The Barbara Curtis Adachi Bunraku Collection


The Barbara Curtis Adachi Bunraku Collection, given to Columbia's C. V. Starr East Asian Library in 2001, is one of the most extensive collections in the world, visually documenting this rich performance tradition. The collection represents four decades of close contact and respectful collaboration between Ms. Adachi and the Japanese National Bunraku Troupe, the leading performance group of Bunraku in the world, and documents the significant revival of Bunraku's popularity in the second half of the twentieth century. "The Barbara Adachi Collection is a rare and valuable collection of puppet theater artifacts and photographs by a photographer and collector who had an unique inside view," said Haruo Shirane, Shinchō Professor of Japanese Literature and Culture at Columbia University.

The Bunraku gallery is divided into plays, productions, authors, backstage subjects, kashira (puppet head types), and characters. It documents the form's revival in the second half of the 20th century, through more than 13,000 slides and over 7,000 black-and-white photographs of rehearsals and performances.

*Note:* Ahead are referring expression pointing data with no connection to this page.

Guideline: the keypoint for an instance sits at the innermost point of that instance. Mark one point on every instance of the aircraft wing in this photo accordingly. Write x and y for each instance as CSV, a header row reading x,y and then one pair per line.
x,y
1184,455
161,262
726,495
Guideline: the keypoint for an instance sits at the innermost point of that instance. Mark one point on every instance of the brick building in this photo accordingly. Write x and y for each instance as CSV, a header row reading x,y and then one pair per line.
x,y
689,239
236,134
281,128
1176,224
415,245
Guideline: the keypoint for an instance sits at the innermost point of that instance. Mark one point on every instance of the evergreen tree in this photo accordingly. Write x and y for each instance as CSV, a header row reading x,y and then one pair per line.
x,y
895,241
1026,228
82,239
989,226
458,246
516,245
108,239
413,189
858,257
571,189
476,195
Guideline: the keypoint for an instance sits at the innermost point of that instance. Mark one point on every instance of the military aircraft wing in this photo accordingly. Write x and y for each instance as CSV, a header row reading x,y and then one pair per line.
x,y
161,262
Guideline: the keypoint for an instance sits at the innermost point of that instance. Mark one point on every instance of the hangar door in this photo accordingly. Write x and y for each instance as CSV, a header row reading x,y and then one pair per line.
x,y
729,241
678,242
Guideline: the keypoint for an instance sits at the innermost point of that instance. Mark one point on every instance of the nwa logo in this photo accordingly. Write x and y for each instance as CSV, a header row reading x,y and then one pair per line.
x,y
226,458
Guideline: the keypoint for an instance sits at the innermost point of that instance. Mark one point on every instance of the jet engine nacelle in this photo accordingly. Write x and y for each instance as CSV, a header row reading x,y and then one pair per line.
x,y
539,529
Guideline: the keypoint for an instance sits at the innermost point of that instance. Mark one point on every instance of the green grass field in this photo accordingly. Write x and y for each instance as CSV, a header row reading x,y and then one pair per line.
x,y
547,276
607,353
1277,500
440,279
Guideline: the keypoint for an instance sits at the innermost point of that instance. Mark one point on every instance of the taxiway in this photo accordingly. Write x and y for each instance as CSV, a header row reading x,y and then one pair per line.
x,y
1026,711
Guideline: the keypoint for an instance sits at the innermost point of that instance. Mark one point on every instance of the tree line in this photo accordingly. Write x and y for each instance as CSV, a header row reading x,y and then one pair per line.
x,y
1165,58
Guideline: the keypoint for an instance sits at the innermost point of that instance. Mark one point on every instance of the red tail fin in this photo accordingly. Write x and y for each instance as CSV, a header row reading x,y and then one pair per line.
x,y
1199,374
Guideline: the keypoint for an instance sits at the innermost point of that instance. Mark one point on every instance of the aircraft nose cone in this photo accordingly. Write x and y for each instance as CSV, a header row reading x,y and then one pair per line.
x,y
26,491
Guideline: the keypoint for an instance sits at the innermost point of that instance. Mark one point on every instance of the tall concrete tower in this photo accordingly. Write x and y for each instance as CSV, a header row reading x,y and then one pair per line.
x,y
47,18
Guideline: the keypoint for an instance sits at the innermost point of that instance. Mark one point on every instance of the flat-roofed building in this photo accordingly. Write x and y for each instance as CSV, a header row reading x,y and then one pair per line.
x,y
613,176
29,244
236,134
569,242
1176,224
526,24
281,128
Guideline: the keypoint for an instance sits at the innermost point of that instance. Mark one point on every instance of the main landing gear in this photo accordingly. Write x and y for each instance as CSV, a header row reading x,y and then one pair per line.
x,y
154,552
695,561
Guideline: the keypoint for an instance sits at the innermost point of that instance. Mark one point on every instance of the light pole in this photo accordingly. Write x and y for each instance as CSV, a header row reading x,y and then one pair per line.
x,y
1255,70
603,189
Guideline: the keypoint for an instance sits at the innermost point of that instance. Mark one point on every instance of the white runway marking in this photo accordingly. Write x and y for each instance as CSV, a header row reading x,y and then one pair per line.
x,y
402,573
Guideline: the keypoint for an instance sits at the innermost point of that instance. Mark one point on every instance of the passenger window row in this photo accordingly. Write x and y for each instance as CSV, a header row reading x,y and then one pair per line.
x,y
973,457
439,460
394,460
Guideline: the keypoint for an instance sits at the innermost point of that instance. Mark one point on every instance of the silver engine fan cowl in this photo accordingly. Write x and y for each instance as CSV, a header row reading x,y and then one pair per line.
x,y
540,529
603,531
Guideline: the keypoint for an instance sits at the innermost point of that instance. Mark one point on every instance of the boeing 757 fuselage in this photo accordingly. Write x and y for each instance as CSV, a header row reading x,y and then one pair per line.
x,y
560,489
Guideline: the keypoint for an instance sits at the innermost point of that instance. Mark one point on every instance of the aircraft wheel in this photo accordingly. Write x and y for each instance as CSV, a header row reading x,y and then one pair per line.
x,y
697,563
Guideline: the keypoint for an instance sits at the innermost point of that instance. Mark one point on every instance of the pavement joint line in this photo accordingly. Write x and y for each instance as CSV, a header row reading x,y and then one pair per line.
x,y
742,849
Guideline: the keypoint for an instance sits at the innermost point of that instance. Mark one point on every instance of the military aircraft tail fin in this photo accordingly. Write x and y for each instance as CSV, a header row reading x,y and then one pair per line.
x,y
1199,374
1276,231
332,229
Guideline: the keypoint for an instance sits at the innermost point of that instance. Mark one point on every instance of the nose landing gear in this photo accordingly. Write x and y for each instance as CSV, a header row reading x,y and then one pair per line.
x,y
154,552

The website provides integrated real-time searching and browsing of both English and Japanese content. Staff at Columbia University’s Starr East Asian Library prepared detailed metadata for each component of the collection, allowing the web site to provide rich contextual navigation so that relationships among the performers, characters and plays can be explored dynamically.

The Adachi Bunraku Collection Web site is a collaborative effort of the Starr East Asian Library, the Libraries’ Preservation and Digital Conversion Division, and the Libraries’ Digital Program Division. The project was funded with a generous grant from the Freeman Foundation and builds on an earlier preservation and access grant from the U.S. National Endowment for the Humanities.

A Brief History of Bunraku Puppet Theater

Bunraku, a type of Japanese puppet theater, is an unusually complex dramatic form involving a collaborative effort among puppeteers, narrators, and musicians.

The bunraku form developed early in Japan's Edo period (1603-1868), when large, half life-size puppets, a traditional three-stringed musical instrument called the shamisen, and original dramas of contemporary or historical interest were combined to create a new type of theater. Along with kabuki, bunraku represented a major new form of truly popular culture in the developing cities of Japan. Some of the most famous works in the current repertory were written by one of Japan's greatest playwrights, Chikamatsu Monzaemon (1653-1725). Although Monzaemon also wrote for the kabuki theater, he preferred to write for puppets rather than for actors who, following the performance practices of the time, felt free to change playwrights' lines as they saw fit.

Bunraku's cultural importance spans four hundred years, from the early seventeenth century to our own time. Since the end of World War II there has been a revived interest in bunraku, and Japanese audiences have steadily grown younger. Today Bunraku performances are seen advertised in the subways and, in 2001, were even featured on a special subway farecard.